Both studies dealt with community college students, but the logic translates to four-year schools: Significant numbers of students require a strong connection with their teachers to succeed.

Besendorfer said she didn’t put too much stock in critics who say WGU students miss out on one-on-one interactions with instructors. Students read course materials, watch Web videos and turn in assignments, much like traditional students do. Besendorfer said students who had a good grasp of a course could test out of a course immediately by passing an exam, writing a paper, or completing a project demonstrating their knowledge of the subject. Students who struggle can lean on course mentors for one-on-one tutoring, she said.

“This model has been around for a long time,” she said, and has been successful.

WGU was founded in 1997 by 19 sitting governors. So far, WGU has enrolled more than 55,000 students, with an average age of 36.

With its origins as an economic development engine, WGU isn’t the place to earn a liberal arts degree. Instead, the focus is narrowed to a number of key areas: information technology, business, teaching, and health.

WGU is based in Utah, but so far five states have created their own offshoots.
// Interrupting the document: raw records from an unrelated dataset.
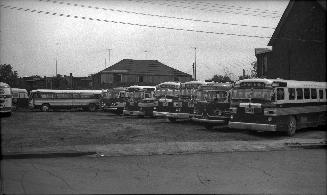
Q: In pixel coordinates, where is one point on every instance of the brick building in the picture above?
(298, 44)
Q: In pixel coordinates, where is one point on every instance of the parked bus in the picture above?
(5, 99)
(20, 97)
(165, 93)
(44, 99)
(114, 100)
(212, 105)
(140, 101)
(183, 107)
(278, 105)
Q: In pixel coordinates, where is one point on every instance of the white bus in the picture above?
(278, 105)
(19, 97)
(45, 99)
(5, 99)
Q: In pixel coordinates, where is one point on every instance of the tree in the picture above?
(7, 75)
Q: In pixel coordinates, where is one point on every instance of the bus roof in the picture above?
(66, 91)
(18, 90)
(141, 87)
(4, 84)
(216, 86)
(288, 83)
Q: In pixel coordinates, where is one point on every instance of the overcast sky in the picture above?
(31, 41)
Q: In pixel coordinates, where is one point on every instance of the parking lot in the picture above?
(50, 129)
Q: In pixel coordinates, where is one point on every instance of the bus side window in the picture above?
(321, 94)
(280, 93)
(306, 93)
(299, 94)
(313, 93)
(291, 94)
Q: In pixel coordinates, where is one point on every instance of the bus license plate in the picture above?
(249, 110)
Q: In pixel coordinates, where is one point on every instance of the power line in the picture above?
(228, 6)
(203, 9)
(135, 24)
(150, 26)
(157, 15)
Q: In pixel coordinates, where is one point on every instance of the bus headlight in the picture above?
(233, 110)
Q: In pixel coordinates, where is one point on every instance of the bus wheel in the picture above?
(209, 127)
(172, 119)
(45, 107)
(291, 126)
(92, 107)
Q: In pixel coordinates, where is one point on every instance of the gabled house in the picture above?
(298, 44)
(129, 72)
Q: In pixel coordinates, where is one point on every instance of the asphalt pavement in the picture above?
(297, 171)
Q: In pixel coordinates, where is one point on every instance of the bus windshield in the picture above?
(252, 94)
(219, 96)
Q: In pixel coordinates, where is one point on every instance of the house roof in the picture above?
(284, 17)
(144, 67)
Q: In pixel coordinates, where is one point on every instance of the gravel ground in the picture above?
(39, 129)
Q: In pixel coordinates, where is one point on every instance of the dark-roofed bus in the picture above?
(278, 105)
(44, 99)
(5, 99)
(165, 93)
(212, 105)
(183, 107)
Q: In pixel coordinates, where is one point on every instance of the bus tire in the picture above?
(92, 107)
(209, 127)
(172, 119)
(45, 107)
(291, 126)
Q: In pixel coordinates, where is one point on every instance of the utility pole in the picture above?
(109, 57)
(56, 67)
(194, 63)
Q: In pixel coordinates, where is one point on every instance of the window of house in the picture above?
(140, 79)
(321, 94)
(280, 93)
(313, 93)
(299, 94)
(291, 93)
(117, 78)
(306, 93)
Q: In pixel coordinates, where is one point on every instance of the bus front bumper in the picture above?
(5, 109)
(208, 121)
(133, 113)
(160, 114)
(179, 115)
(252, 126)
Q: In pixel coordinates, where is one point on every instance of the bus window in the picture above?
(299, 94)
(64, 95)
(45, 95)
(291, 94)
(280, 93)
(306, 93)
(313, 94)
(321, 94)
(76, 96)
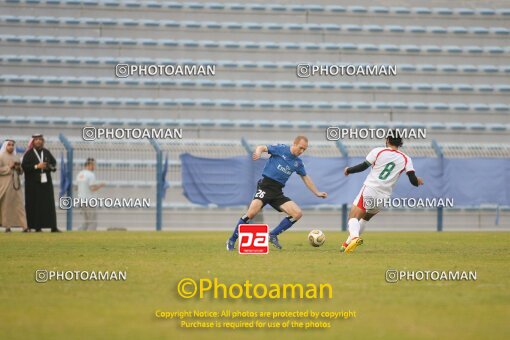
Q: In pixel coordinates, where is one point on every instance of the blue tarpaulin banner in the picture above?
(232, 181)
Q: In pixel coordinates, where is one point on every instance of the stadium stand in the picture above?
(57, 75)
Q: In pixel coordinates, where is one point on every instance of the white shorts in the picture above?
(370, 200)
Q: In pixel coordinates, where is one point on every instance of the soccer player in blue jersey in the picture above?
(279, 167)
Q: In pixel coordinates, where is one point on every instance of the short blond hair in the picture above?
(300, 138)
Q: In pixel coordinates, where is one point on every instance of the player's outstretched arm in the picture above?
(357, 168)
(311, 186)
(258, 151)
(416, 181)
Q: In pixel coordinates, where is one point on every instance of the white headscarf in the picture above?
(4, 147)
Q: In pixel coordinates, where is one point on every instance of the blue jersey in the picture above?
(282, 164)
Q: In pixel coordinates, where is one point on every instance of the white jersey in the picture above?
(84, 180)
(387, 165)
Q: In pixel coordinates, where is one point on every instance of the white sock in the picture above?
(354, 227)
(362, 225)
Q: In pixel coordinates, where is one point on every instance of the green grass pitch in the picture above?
(155, 262)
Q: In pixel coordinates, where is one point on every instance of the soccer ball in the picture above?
(316, 238)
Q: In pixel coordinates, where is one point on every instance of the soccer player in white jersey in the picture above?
(387, 165)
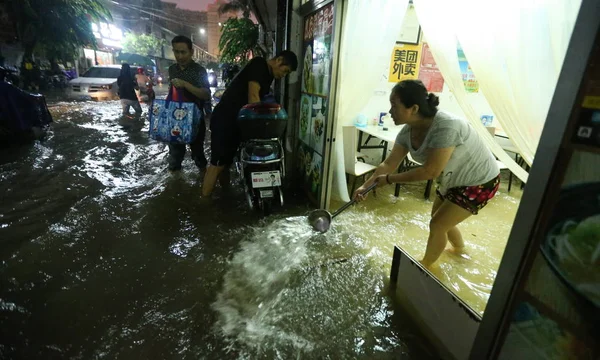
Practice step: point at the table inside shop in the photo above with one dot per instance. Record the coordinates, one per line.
(386, 136)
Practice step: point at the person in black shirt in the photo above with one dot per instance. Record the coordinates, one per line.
(127, 86)
(250, 85)
(191, 79)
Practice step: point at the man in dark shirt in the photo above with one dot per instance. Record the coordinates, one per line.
(249, 86)
(191, 81)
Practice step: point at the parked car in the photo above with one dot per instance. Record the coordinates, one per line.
(97, 83)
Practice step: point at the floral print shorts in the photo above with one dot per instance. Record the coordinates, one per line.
(472, 198)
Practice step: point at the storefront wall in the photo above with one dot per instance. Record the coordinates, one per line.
(316, 47)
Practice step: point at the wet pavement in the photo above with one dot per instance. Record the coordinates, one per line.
(107, 255)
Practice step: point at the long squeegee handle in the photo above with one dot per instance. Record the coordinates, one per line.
(350, 203)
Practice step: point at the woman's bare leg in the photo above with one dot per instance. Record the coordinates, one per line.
(447, 216)
(454, 235)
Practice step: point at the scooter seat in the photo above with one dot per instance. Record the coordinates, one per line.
(261, 152)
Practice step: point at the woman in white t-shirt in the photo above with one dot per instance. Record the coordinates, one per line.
(450, 151)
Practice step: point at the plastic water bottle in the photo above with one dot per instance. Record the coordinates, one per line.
(361, 120)
(381, 116)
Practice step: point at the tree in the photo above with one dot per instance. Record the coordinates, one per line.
(239, 40)
(146, 45)
(236, 6)
(58, 27)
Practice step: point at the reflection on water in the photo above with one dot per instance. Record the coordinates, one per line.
(387, 221)
(107, 255)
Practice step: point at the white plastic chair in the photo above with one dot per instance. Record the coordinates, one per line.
(352, 165)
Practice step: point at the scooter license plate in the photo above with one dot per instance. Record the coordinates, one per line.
(266, 179)
(266, 194)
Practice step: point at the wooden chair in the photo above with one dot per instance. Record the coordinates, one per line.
(354, 167)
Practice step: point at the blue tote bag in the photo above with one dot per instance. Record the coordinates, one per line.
(174, 120)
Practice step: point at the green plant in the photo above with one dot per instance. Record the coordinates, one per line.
(57, 27)
(235, 7)
(239, 40)
(146, 45)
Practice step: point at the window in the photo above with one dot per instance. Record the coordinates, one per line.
(101, 72)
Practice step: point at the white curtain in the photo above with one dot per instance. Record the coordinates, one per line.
(437, 24)
(515, 48)
(369, 32)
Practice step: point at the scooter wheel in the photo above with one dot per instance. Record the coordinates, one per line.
(267, 206)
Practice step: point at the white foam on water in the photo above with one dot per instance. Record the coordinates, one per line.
(258, 279)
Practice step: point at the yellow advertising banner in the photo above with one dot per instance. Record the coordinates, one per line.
(404, 64)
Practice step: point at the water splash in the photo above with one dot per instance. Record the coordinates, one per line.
(258, 279)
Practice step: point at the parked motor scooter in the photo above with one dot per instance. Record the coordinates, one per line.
(148, 95)
(260, 163)
(24, 116)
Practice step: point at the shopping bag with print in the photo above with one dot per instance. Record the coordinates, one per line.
(174, 120)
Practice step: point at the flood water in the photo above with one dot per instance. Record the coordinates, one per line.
(106, 255)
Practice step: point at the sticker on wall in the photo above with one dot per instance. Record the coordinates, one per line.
(429, 73)
(404, 63)
(471, 84)
(319, 111)
(305, 118)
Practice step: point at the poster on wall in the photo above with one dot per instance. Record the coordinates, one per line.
(471, 84)
(429, 73)
(315, 85)
(405, 62)
(559, 309)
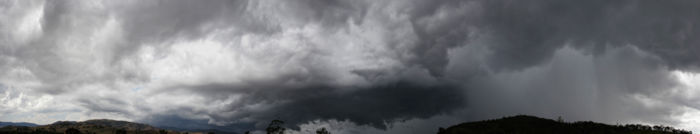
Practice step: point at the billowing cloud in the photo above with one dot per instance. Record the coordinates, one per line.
(352, 66)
Some — including Missouri’s — were started with taxpayer money, but each one supports itself through tuition and private donations. WGU-Missouri got started with a four million dollar community development block grant from the state to help with startup costs.

Because Missouri created an affiliate of the national university, WGU spends more marketing dollars here than in other states, WGU officials said. Nixon has appeared in television ads touting the benefits of WGU-Missouri.

As an online-only school, WGU competes with schools such as Kaplan University and the University of Phoenix. But unlike many of its competitors, WGU is a nonprofit. Even so, Chief Executive Officer Robert Mendenhall earns more than $600,000 a year.

Rusty Monhollon, assistant commissioner for academic affairs with the Missouri Department of Higher Education, said two years wasn’t enough time to assess how well WGU-Missouri was doing.

As WGU-Missouri produces more data, the school will ultimately be judged on how well its graduates perform on standardized tests, licensing exams, and other precursors to employment, he said.

“Ultimately, the purpose of any institution is to help students learn and to get students to be successful,” Monhollon said. “The competency-based model is a proven way for some students to achieve that.”